Blora- Tidak banyak remaja yang merasa terpanggil melestarikan seni identitas daerah. Stigma kampungan dan ketinggalan jaman kerap membuat kawula muda ini lebih memilih menjadi penonton kesenian daripada pelaku seni.
Demikian pula yang dirasakan oleh Febriyan Desty Cahyani, salah satu seniman muda paguyuban seni barong Risang Guntur Seto. Pada mulanya Desty, sapaan akrab Febriyan Desty Cahyani, merasa malu karena barongan kental dengan stigma kampungan dan ketinggalan jaman.
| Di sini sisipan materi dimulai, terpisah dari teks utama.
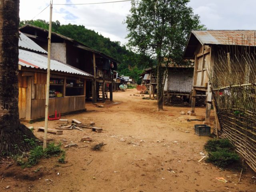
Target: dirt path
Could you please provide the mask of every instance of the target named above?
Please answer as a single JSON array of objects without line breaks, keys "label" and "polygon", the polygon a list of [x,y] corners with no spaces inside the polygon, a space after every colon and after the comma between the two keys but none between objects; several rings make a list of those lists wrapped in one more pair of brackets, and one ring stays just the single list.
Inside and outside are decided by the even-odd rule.
[{"label": "dirt path", "polygon": [[[187,122],[189,116],[180,114],[189,107],[166,106],[164,111],[159,112],[155,100],[142,100],[133,95],[136,93],[134,90],[114,93],[114,102],[108,101],[103,108],[88,103],[87,112],[65,116],[84,123],[93,121],[103,128],[103,132],[85,129],[65,130],[62,135],[48,134],[49,139],[61,142],[63,146],[71,142],[78,144],[65,148],[67,163],[60,164],[54,158],[24,169],[0,164],[0,174],[10,176],[0,184],[0,191],[256,191],[256,180],[252,178],[255,174],[250,170],[243,174],[239,184],[238,171],[198,162],[209,138],[194,134],[194,125],[201,122]],[[202,118],[204,112],[204,108],[196,109],[202,117],[196,118]],[[56,125],[56,122],[50,122],[50,127]],[[44,122],[26,125],[43,126]],[[43,132],[35,134],[42,139]],[[81,142],[85,136],[92,137],[93,141]],[[98,142],[106,145],[100,151],[91,150]],[[33,172],[39,168],[39,171]],[[26,175],[30,180],[24,179]],[[216,177],[224,177],[228,182]],[[3,189],[8,186],[9,189]]]}]

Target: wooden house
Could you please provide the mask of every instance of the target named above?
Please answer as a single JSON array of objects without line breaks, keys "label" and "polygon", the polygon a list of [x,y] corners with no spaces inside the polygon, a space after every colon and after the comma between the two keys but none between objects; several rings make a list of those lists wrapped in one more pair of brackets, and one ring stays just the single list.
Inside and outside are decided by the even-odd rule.
[{"label": "wooden house", "polygon": [[[26,24],[20,30],[45,50],[47,50],[48,31]],[[51,56],[56,60],[84,71],[94,76],[86,82],[86,98],[92,97],[93,102],[108,97],[109,85],[110,100],[113,99],[113,70],[118,61],[73,39],[52,32]]]},{"label": "wooden house", "polygon": [[188,104],[192,92],[194,67],[187,66],[168,67],[164,87],[166,104]]},{"label": "wooden house", "polygon": [[239,48],[255,46],[254,42],[249,42],[249,39],[244,38],[254,37],[255,34],[255,30],[192,30],[184,53],[185,59],[194,59],[192,115],[195,115],[196,94],[205,94],[207,103],[205,122],[210,123],[212,92],[208,76],[213,73],[214,66],[218,65],[218,54],[223,50],[228,50],[230,55],[229,59],[234,59],[231,56],[234,55],[233,52],[238,47],[235,48],[236,46],[238,46]]},{"label": "wooden house", "polygon": [[146,93],[149,94],[149,97],[151,98],[153,94],[153,97],[156,93],[157,85],[157,71],[156,66],[148,68],[144,70],[144,72],[140,76],[142,77],[142,85],[147,88]]},{"label": "wooden house", "polygon": [[114,84],[113,91],[117,92],[120,90],[119,86],[125,83],[125,80],[121,76],[118,75],[119,73],[116,71],[114,71]]},{"label": "wooden house", "polygon": [[[18,108],[20,118],[44,118],[47,52],[22,33],[19,41]],[[86,82],[90,74],[51,60],[49,114],[84,111]]]}]

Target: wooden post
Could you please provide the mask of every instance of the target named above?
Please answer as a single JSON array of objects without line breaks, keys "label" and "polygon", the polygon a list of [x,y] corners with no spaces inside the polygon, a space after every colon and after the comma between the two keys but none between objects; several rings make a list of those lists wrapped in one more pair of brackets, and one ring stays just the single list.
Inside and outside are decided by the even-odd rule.
[{"label": "wooden post", "polygon": [[46,80],[46,94],[45,100],[45,116],[44,119],[44,135],[43,149],[46,148],[47,129],[48,128],[48,114],[49,114],[49,95],[50,90],[50,72],[51,62],[51,37],[52,36],[52,0],[50,2],[50,22],[48,34],[48,62],[47,65],[47,78]]},{"label": "wooden post", "polygon": [[[111,77],[111,84],[110,85],[109,88],[109,97],[110,100],[110,101],[113,101],[113,86],[114,83],[114,75],[112,75]],[[117,91],[117,88],[116,89],[116,91]]]},{"label": "wooden post", "polygon": [[152,93],[152,70],[150,70],[150,81],[149,84],[149,98],[151,98],[151,94]]},{"label": "wooden post", "polygon": [[191,115],[194,116],[196,115],[195,113],[195,108],[196,107],[196,90],[194,88],[193,88],[192,91],[192,98],[191,99]]},{"label": "wooden post", "polygon": [[96,62],[95,54],[93,53],[93,80],[92,80],[92,103],[97,102],[97,93],[96,93]]},{"label": "wooden post", "polygon": [[208,85],[207,93],[206,93],[206,107],[205,114],[205,124],[210,123],[210,118],[211,114],[211,107],[212,106],[212,92],[211,91],[210,85]]},{"label": "wooden post", "polygon": [[[203,49],[204,48],[203,48]],[[194,79],[193,80],[193,90],[192,92],[192,99],[191,101],[191,113],[190,115],[195,116],[195,108],[196,106],[196,91],[195,89],[195,86],[196,85],[197,80],[197,70],[198,68],[198,59],[196,56],[196,53],[195,54],[195,65],[194,68]]]},{"label": "wooden post", "polygon": [[102,83],[102,103],[105,102],[105,87],[106,87],[106,83],[105,82],[105,80],[103,80],[103,82]]},{"label": "wooden post", "polygon": [[26,118],[31,119],[31,98],[32,92],[32,84],[34,84],[34,76],[28,77],[28,86],[27,88]]}]

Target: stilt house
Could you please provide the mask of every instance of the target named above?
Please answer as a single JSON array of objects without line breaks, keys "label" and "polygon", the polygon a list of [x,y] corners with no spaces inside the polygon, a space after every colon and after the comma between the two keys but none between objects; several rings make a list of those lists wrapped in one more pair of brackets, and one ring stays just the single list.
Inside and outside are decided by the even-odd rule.
[{"label": "stilt house", "polygon": [[[42,28],[26,24],[20,28],[44,50],[48,49],[48,31]],[[92,97],[93,102],[109,97],[113,99],[113,70],[118,61],[104,53],[70,38],[52,32],[51,56],[56,60],[75,67],[93,76],[86,81],[86,98]],[[109,85],[110,95],[107,94]]]},{"label": "stilt house", "polygon": [[256,30],[193,30],[184,56],[195,61],[191,114],[196,94],[206,93],[205,123],[213,104],[214,132],[256,172]]},{"label": "stilt house", "polygon": [[[18,108],[20,118],[30,120],[44,117],[47,52],[22,33],[19,41]],[[85,110],[88,73],[51,60],[49,114]]]}]

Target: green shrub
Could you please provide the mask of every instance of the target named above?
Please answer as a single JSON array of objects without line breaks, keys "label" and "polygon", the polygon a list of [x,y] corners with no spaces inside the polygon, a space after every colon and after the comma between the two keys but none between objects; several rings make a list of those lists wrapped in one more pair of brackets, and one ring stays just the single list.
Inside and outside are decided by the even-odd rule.
[{"label": "green shrub", "polygon": [[63,151],[60,147],[61,145],[60,143],[58,145],[56,145],[54,143],[49,144],[44,150],[44,156],[47,158],[52,156],[58,156]]},{"label": "green shrub", "polygon": [[210,152],[207,162],[212,163],[214,165],[223,168],[232,163],[239,161],[239,155],[234,151],[226,149],[220,149],[217,151]]},{"label": "green shrub", "polygon": [[42,146],[37,146],[30,150],[27,155],[16,156],[14,158],[18,165],[23,167],[30,167],[37,164],[39,160],[42,157],[48,158],[52,156],[56,156],[61,153],[64,155],[64,157],[62,156],[60,158],[62,157],[64,161],[65,153],[61,149],[61,143],[56,145],[54,143],[51,143],[44,150],[43,149]]},{"label": "green shrub", "polygon": [[239,161],[239,156],[234,151],[234,146],[227,139],[208,140],[204,149],[208,153],[206,161],[221,168]]},{"label": "green shrub", "polygon": [[60,156],[60,158],[58,160],[58,161],[61,163],[66,163],[66,161],[65,160],[65,156],[66,153],[64,151],[62,155]]},{"label": "green shrub", "polygon": [[204,145],[204,149],[207,152],[214,152],[221,149],[233,150],[234,147],[227,139],[214,139],[207,141]]}]

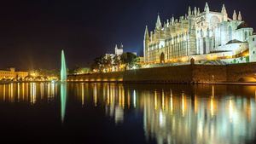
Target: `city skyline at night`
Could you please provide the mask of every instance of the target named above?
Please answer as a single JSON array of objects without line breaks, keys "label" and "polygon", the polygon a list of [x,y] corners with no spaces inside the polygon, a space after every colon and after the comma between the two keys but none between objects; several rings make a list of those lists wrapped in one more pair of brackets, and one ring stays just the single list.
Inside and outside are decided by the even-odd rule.
[{"label": "city skyline at night", "polygon": [[[213,11],[219,11],[222,3],[226,5],[230,14],[234,9],[241,11],[243,20],[255,27],[250,1],[207,2]],[[205,3],[201,0],[3,2],[0,48],[4,53],[0,59],[1,68],[59,67],[59,52],[62,49],[70,67],[86,65],[98,55],[113,53],[114,45],[121,43],[125,51],[143,55],[145,25],[154,27],[157,14],[165,21],[172,14],[183,15],[189,5],[203,9]]]}]

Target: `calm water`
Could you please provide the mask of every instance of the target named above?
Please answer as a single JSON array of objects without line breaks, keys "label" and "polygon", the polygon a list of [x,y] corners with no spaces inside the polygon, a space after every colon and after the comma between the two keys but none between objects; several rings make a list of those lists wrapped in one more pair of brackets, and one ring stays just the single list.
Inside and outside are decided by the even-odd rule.
[{"label": "calm water", "polygon": [[4,143],[256,141],[256,86],[0,85]]}]

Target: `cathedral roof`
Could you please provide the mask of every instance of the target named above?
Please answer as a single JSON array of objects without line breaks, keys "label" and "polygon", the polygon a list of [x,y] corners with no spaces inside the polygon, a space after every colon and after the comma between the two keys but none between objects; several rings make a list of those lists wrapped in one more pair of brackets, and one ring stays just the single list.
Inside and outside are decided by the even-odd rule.
[{"label": "cathedral roof", "polygon": [[247,27],[249,27],[249,26],[248,26],[248,24],[246,23],[246,22],[242,22],[242,23],[241,23],[241,24],[237,26],[236,29],[238,30],[238,29],[247,28]]}]

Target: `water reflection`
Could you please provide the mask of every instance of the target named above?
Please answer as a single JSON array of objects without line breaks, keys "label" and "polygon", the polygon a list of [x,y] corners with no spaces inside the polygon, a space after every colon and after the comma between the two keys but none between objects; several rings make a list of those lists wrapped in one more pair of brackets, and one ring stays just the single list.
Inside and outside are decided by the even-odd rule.
[{"label": "water reflection", "polygon": [[[95,107],[104,105],[106,115],[117,124],[125,123],[126,109],[142,111],[146,139],[155,139],[159,144],[245,143],[256,134],[254,86],[184,86],[154,90],[114,84],[88,86],[89,90],[92,87]],[[236,91],[241,89],[243,91]],[[77,96],[86,99],[83,95]],[[85,103],[90,105],[90,101]]]},{"label": "water reflection", "polygon": [[61,122],[68,117],[67,102],[73,102],[83,110],[102,110],[119,126],[132,126],[131,119],[141,116],[145,139],[159,144],[255,140],[256,86],[7,84],[0,84],[0,102],[27,102],[31,107],[50,102],[58,88]]},{"label": "water reflection", "polygon": [[64,122],[66,112],[66,101],[67,101],[67,83],[61,84],[61,122]]}]

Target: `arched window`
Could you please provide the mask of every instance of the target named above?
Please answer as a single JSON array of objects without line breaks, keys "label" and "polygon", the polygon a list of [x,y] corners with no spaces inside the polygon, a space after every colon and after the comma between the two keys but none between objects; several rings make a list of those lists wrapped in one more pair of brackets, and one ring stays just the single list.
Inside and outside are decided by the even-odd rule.
[{"label": "arched window", "polygon": [[232,27],[231,26],[229,27],[229,40],[230,41],[232,40]]}]

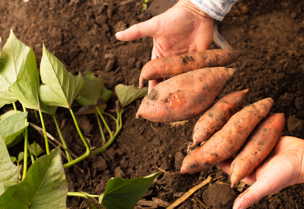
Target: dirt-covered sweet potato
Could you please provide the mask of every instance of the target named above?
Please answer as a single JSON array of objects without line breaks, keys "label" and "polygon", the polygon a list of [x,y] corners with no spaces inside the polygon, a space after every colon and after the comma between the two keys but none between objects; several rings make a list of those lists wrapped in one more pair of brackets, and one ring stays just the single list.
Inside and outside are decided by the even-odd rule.
[{"label": "dirt-covered sweet potato", "polygon": [[269,116],[249,136],[230,167],[231,186],[249,176],[275,147],[285,123],[283,113]]},{"label": "dirt-covered sweet potato", "polygon": [[188,152],[221,129],[232,115],[243,108],[247,92],[248,90],[246,89],[226,95],[205,112],[194,126],[193,144],[188,147]]},{"label": "dirt-covered sweet potato", "polygon": [[241,52],[232,49],[213,49],[182,55],[159,57],[146,64],[139,76],[139,88],[145,80],[169,78],[191,70],[205,67],[224,67],[237,61]]},{"label": "dirt-covered sweet potato", "polygon": [[238,74],[226,67],[200,69],[156,85],[146,96],[136,117],[154,122],[184,120],[202,113]]},{"label": "dirt-covered sweet potato", "polygon": [[264,99],[246,106],[233,115],[220,130],[186,156],[180,172],[198,172],[235,154],[254,128],[266,117],[273,102],[271,98]]}]

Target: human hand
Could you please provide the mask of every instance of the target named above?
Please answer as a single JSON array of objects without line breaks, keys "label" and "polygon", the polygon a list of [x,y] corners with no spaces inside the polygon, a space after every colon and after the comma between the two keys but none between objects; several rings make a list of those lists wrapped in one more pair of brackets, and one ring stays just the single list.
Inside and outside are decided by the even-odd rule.
[{"label": "human hand", "polygon": [[[245,209],[262,197],[304,183],[304,140],[281,137],[265,160],[242,181],[251,185],[236,199],[233,209]],[[217,165],[230,174],[232,159]]]},{"label": "human hand", "polygon": [[[213,19],[188,0],[180,0],[166,12],[116,33],[124,41],[153,37],[151,59],[206,50],[213,37]],[[161,80],[149,81],[149,90]]]}]

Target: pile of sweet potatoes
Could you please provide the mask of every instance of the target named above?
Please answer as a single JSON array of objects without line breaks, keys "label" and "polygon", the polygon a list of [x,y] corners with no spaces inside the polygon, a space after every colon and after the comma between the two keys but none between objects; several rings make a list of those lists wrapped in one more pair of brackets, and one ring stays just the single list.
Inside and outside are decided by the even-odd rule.
[{"label": "pile of sweet potatoes", "polygon": [[[223,66],[241,55],[233,50],[206,50],[157,58],[143,68],[139,88],[144,80],[165,80],[143,99],[137,118],[141,116],[154,122],[170,122],[205,112],[194,127],[193,144],[188,147],[182,174],[201,171],[239,152],[231,165],[233,186],[262,162],[280,137],[285,124],[284,114],[266,117],[274,102],[272,99],[243,107],[248,92],[245,90],[214,102],[238,75],[237,70]],[[190,151],[200,143],[200,147]]]}]

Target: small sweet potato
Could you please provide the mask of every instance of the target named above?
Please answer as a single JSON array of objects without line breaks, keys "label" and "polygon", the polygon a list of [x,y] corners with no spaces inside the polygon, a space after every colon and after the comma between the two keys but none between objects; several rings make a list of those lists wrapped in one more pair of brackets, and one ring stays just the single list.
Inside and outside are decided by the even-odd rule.
[{"label": "small sweet potato", "polygon": [[243,108],[247,92],[248,90],[246,89],[225,95],[205,112],[194,126],[193,144],[188,147],[188,152],[221,129],[232,115]]},{"label": "small sweet potato", "polygon": [[179,55],[159,57],[146,64],[139,76],[139,88],[145,80],[169,78],[191,70],[205,67],[224,67],[242,55],[232,49],[214,49]]},{"label": "small sweet potato", "polygon": [[184,120],[202,113],[238,74],[225,67],[200,69],[156,85],[146,96],[136,117],[154,122]]},{"label": "small sweet potato", "polygon": [[202,171],[236,153],[254,127],[267,115],[273,102],[271,98],[264,99],[233,115],[220,130],[186,156],[180,172],[193,174]]},{"label": "small sweet potato", "polygon": [[251,174],[267,157],[280,138],[285,122],[284,114],[277,113],[257,125],[231,163],[232,187]]}]

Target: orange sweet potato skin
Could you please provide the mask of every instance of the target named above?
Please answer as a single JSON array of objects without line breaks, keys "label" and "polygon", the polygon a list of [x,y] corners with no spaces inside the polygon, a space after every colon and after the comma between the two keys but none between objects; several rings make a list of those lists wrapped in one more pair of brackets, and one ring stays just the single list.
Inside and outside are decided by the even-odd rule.
[{"label": "orange sweet potato skin", "polygon": [[267,98],[245,107],[209,140],[184,159],[182,174],[198,172],[228,159],[243,146],[254,127],[270,110],[273,100]]},{"label": "orange sweet potato skin", "polygon": [[225,67],[200,69],[156,85],[143,99],[136,117],[154,122],[185,120],[202,113],[238,74]]},{"label": "orange sweet potato skin", "polygon": [[232,187],[251,174],[267,157],[280,138],[285,123],[284,114],[277,113],[257,125],[231,163]]},{"label": "orange sweet potato skin", "polygon": [[223,49],[159,57],[150,60],[142,68],[139,88],[143,87],[145,80],[167,79],[205,67],[225,66],[237,61],[242,55],[241,52]]},{"label": "orange sweet potato skin", "polygon": [[194,126],[193,144],[188,147],[188,152],[190,149],[207,140],[221,129],[232,115],[242,108],[248,92],[246,89],[224,96],[202,115]]}]

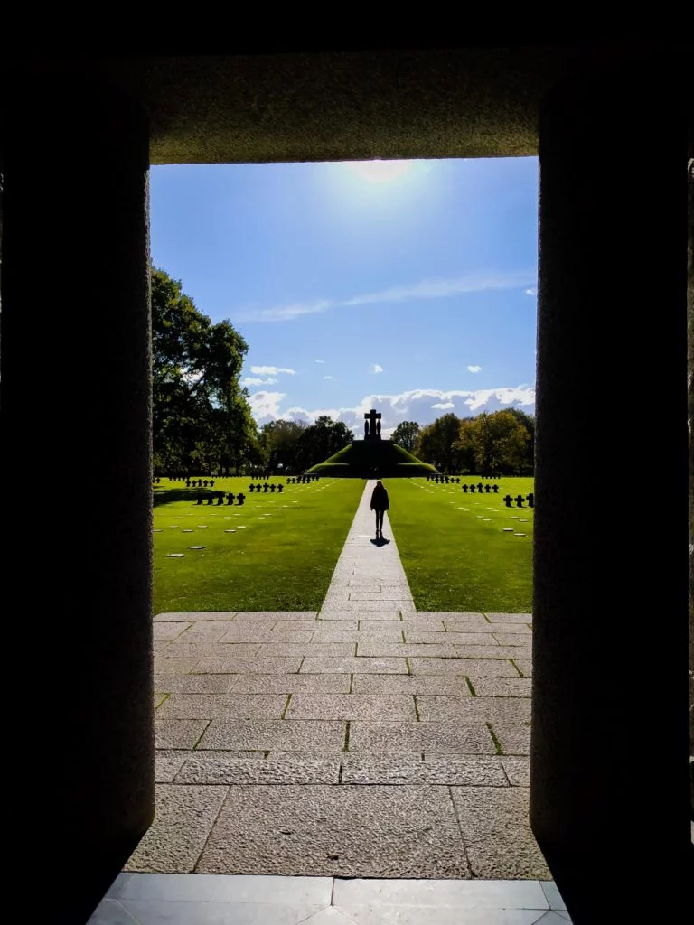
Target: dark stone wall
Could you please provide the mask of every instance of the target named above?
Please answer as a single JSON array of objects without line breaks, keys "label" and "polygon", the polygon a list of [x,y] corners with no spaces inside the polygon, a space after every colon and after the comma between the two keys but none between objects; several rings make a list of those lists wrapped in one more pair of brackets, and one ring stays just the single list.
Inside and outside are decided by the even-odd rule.
[{"label": "dark stone wall", "polygon": [[530,810],[578,925],[646,845],[657,870],[620,896],[625,920],[657,920],[661,877],[691,861],[681,102],[618,69],[557,87],[540,118]]},{"label": "dark stone wall", "polygon": [[5,89],[6,841],[30,918],[83,922],[154,813],[147,125],[93,82]]}]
“Awalnya saya nggak suka seni tari. Jangankan seni tari barongan, menari saja rasanya gimana gitu. Banyak yang bilang katrok (kampungan) tapi saya coba bertahan latihan menari di RGS” ungkapnya.
Setelah berjalan cukup lama berlatih menari di Risang Guntur Seto, tibalah saatnya Desty untuk tampil di atas panggung. Desty menunjukkan bakat menarinya yang ternyata tidak mengecewakan. Mulai saat itu, percaya dirinya tumbuh dan mulai menikmati aktivitas menarinya.
BACA :
LEBIH DEKAT DENGAN RISANG GUNTUR SETO
“Untung di RGS pelatihnya cukup sabar, jadinya semakin mencintai dunia menari. Selain berlatih menari kita juga diberi nasehat dan motivasi tentang pentingnya melestarikan kesenian tari barongan” ujar pelajar kelas X SMA N 2 Blora ini.
Kebanggaannya pada seni tari terus tumbuh setelah menyabet juara I pentas tari di TMII bersama RGS tahun kemarin. Desty juga tampil di pentas tari Sun Manekun dalam pembukaan MHQ di pendopo rumah dinas Bupati Blora.
Desty memberi satu tips kepada para muda Blora agar tapil percaya diri di panggung pentas. “Supaya pede, ya harus juara dulu. Kalau sudah juara pasti percaya diri tampil di event apapun” sarannya [.]